İstanbul Kulelerinin İlginç Hikayeleri

Şimdilerde manzaraya karşı bir çay içmek için uğradığımız İstanbul’un ünlü kulelerinin aslında ne amaçla inşa edildiğini merak ediyorsanız tam da doğru yerdesiniz. Galata Kulesi’nden Kız Kulesi’ne birçok kuleye ev sahipliği yapan İstanbul, aynı zamanda bu kulelerin efsanelerine, hikayelerine ve yaşanmışlıklarına da ev sahipliği yapıyor. İşte geçmişten günümüze İstanbul’daki kuleler…

Galata Kulesi

galata kulesi

Dünyanın en eski kulelerinden kabul edilen Galata Kulesi’nin yapılış tarihi yaklaşık 528 olarak biliniyor. Bizanslılar zamanında “Büyük Kule” olarak adlandırılan Galata Kulesi, 4. Haçlı Seferi’nde tahrip olunca bu kez Cenevizliler tarafından tekrar inşa ediliyor ve “İsa Kulesi” olarak anılmaya başlanıyor. Ancak bu kadarla da kalmıyor ve kule bu kez 1509 yılında meydana gelen depremle büyük zarar görüyor. Bu dönem Osmanlı’ların elinde olan kule, ünlü mimar Hayrettin tarafından yeniden yapılandırılıyor. Kanuni döneminde tersanelerde çalıştırılan Hristiyan esirler için hapishane olarak kullanılan Galata Kulesi, Sultan IIII. Murat döneminde rasathane olarak kullanılmaya başlanıyor. Rasathane daha sonra kapatılsa da, önceden hapishane olarak kullanılan kulenin daha sonra rasathane olarak kullanılması oldukça ilginç.

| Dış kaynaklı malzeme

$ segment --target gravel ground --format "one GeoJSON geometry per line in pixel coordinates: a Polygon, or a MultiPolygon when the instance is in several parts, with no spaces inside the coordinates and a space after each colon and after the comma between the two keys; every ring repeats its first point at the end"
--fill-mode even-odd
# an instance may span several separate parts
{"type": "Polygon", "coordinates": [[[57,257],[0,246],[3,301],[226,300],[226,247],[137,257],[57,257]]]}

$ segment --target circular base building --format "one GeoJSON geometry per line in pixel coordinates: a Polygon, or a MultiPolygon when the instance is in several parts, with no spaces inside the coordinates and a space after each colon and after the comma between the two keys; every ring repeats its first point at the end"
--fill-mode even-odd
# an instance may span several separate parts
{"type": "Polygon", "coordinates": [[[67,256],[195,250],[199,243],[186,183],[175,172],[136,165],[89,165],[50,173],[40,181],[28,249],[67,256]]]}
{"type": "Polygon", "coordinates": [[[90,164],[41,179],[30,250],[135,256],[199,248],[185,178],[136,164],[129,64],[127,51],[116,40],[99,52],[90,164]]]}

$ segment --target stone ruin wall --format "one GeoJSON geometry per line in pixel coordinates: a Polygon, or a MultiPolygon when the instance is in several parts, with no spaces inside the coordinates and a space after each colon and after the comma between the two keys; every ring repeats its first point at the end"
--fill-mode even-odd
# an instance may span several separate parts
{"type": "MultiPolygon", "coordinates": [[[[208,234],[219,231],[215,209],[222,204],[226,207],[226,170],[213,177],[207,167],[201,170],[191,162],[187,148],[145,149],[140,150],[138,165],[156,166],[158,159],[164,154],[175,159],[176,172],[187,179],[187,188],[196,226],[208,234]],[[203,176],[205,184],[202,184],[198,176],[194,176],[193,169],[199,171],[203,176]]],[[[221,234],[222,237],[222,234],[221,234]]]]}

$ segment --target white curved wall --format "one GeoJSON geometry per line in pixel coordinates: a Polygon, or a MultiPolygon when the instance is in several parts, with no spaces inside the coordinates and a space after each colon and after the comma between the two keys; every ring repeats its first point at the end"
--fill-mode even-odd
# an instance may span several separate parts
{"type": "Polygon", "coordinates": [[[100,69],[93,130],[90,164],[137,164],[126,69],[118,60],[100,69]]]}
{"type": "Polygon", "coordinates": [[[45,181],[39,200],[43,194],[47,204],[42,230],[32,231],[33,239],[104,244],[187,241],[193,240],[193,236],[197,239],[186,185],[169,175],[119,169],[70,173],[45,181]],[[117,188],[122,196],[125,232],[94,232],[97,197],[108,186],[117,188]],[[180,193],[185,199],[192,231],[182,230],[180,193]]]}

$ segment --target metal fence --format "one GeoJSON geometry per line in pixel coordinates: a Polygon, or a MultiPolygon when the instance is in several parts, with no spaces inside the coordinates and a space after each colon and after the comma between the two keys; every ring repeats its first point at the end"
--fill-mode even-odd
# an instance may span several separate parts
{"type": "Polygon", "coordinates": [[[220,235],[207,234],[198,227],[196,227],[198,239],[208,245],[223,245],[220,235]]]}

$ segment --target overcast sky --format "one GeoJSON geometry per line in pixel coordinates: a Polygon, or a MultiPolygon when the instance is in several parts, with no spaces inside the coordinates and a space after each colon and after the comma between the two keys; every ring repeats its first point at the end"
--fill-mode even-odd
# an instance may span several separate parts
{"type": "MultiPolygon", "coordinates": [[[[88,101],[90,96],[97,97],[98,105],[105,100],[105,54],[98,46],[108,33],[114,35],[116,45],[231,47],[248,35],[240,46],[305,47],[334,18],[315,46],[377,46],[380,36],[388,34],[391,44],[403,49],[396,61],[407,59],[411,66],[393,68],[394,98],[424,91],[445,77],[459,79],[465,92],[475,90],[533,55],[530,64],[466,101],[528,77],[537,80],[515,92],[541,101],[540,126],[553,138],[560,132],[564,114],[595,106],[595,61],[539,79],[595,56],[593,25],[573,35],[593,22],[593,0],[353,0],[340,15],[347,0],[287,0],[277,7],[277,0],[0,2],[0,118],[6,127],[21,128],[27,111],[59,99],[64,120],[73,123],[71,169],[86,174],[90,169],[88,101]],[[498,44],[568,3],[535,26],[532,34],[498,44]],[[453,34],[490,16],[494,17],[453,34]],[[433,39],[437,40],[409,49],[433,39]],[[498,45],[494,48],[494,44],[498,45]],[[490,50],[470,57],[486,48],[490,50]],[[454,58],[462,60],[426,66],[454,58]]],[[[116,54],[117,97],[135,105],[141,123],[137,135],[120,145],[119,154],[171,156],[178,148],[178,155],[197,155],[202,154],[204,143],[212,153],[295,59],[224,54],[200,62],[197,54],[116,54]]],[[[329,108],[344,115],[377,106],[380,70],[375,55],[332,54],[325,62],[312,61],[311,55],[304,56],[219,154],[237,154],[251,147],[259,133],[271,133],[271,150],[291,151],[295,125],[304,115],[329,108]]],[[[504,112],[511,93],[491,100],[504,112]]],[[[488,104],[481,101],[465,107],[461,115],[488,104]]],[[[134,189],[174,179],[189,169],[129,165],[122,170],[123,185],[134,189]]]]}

Galata Kulesi aynı zamanda 17. yy’da takma kanatlarla uçmayı başaran ilk insan olan Hazarfen’in ilk denemesini yaptığı kule olma özelliğini de taşıyor. Bu uçuş tüm Avrupa’da yankı bulurken, Hazarfen Ahmet Çelebi’nin İstanbul Boğazı’nı geçip Üsküdar’a süzülüşünün izleyenlerin yüreğini ağzına getirmiş olduğunu tahmin edebiliyoruz. Daha sonra İstanbul’da çok sık yangın olaylarının yaşanmasıyla 1717’de kule yangın kulesi olarak kullanılmaya başlanmış ama ne yazık ki 1797’de kulenin kendisi de bu yangınlardan nasibini almış ve büyük bir kısmı zarar görmüş. Bununla da sınırlı kalmayıp 1831’de tekrar bir yangına maruz kalıp, 1875’te de şiddetli bir fırtına nedeniyle sivri külahı devrilen kulenin bugünkü görünümüne 1965’ten başlayıp iki yıl süren onarımlar sonucuyla kavuştuğu biliniyor.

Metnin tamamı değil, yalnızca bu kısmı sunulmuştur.